Positive und negative Bewertungen von Farben

Am Beispiel der Grundfarben Rot, Grün und Blau wird deutlich, welche Assoziationen und Bedeutungen in unserem Kulturkreis mit einzelnen Farben verknüpft sind.

Rot

Positiv: Kampf, Gefahr, Wärme, Leidenschaft, Aktivität
Negativ: aufwirbelnd, aggressiv

Blau

Positiv: Harmonie, Treue, Vertrauen, Verlässlichkeit, Sachlichkeit
Negativ: Distanz, Kälte

Grün

Positiv: Hoffnung, Ruhe, ausgleichend, erfrischend
Negativ: sauer, herb, unreif

Farbe ist das subjektivste Gestaltungsmittel

Farbe ist ein mächtiges Instrument. Geschickt platziert kann die passende Farbauswahl tatsächlich Wahrnehmungen beeinflussen, Stimmungen hervorrufen und sogar Handlungen auslösen. In der Werbebranche nutzt man Farbtöne, beziehungsweise Farbkombinationen ganz gezielt in Verbindung mit Produkten, Unternehmen, Marken oder Serviceleistungen. Farbe ist das wichtigste und subjektivste Mittel der Gestaltung. Farbe hat beim gezielten Einsatz die Fähigkeit, zu gliedern, zu betonen, zu harmonisieren und auch zu kommunizieren. Es lohnt sich deshalb, das Augenmerk auf passende Farben und Farbkombinationen zu legen, wenn es um die Werbung und Außendarstellung geht.

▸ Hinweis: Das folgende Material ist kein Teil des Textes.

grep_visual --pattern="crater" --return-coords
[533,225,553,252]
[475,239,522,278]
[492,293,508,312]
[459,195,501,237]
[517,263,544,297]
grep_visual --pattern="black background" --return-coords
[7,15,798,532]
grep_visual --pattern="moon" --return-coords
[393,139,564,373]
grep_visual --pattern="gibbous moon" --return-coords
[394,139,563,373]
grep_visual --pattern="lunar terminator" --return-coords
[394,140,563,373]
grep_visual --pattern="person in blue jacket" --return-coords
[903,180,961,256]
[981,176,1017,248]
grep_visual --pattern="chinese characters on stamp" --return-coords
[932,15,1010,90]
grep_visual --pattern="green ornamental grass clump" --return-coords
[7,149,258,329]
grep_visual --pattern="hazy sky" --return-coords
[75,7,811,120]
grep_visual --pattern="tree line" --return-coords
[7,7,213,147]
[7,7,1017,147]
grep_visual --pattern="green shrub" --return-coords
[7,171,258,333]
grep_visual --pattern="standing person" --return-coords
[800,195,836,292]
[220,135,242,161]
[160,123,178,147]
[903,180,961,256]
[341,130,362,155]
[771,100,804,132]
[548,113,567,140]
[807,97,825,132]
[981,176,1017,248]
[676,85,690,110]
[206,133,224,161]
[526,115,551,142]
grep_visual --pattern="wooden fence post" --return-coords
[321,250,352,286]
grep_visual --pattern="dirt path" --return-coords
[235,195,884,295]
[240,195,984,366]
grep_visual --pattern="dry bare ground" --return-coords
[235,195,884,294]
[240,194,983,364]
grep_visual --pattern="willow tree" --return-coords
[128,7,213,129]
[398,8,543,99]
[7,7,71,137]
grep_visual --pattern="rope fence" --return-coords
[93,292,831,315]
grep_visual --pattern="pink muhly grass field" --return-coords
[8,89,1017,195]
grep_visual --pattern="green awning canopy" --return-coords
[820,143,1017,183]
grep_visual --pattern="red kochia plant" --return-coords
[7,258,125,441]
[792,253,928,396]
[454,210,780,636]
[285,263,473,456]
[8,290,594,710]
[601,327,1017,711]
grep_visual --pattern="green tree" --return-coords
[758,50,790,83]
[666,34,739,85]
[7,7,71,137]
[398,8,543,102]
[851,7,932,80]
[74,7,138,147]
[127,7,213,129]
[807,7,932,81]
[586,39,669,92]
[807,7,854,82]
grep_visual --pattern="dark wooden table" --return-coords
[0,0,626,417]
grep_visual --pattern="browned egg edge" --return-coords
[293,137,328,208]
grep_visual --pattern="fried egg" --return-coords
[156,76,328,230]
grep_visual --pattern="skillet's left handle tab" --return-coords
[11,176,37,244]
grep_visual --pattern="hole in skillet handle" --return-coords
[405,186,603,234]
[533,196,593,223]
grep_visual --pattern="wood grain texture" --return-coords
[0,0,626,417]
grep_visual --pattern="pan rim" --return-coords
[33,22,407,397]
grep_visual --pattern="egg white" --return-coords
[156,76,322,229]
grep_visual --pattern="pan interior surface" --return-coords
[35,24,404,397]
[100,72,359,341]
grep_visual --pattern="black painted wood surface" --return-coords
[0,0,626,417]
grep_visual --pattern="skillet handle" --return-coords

Entscheidungen hängen zum Großteil von der Farbe ab

Wie wichtig die richtige Farbauswahl tatsächlich ist, zeigt eine kanadische Studie. Danach dauert es im Höchstfall nur 90 Sekunden, bis sich ein Interessent nach dem ersten Kontakt mit einer Person oder einem Produkt entscheidet. Die Farbwirkung gibt bei der Bewertung mit einem Anteil zwischen 62% – 90% den Ausschlag. Zur Studie „Impact of Colour on Marketing“ 

Falscher Einsatz wirkt kontraproduktiv

Trotzdem einzelne Farben bestimmte Wirkungen haben, können Farben nach Beurteilung der Experten auch in der Werbung nicht losgelöst von ihrem Umfeld betrachtet werden. Farben stehen in Zusammenhang und sollten nicht nur mit der Werbeaussage harmonieren, sondern auch mit einem Produkt oder einer Marke.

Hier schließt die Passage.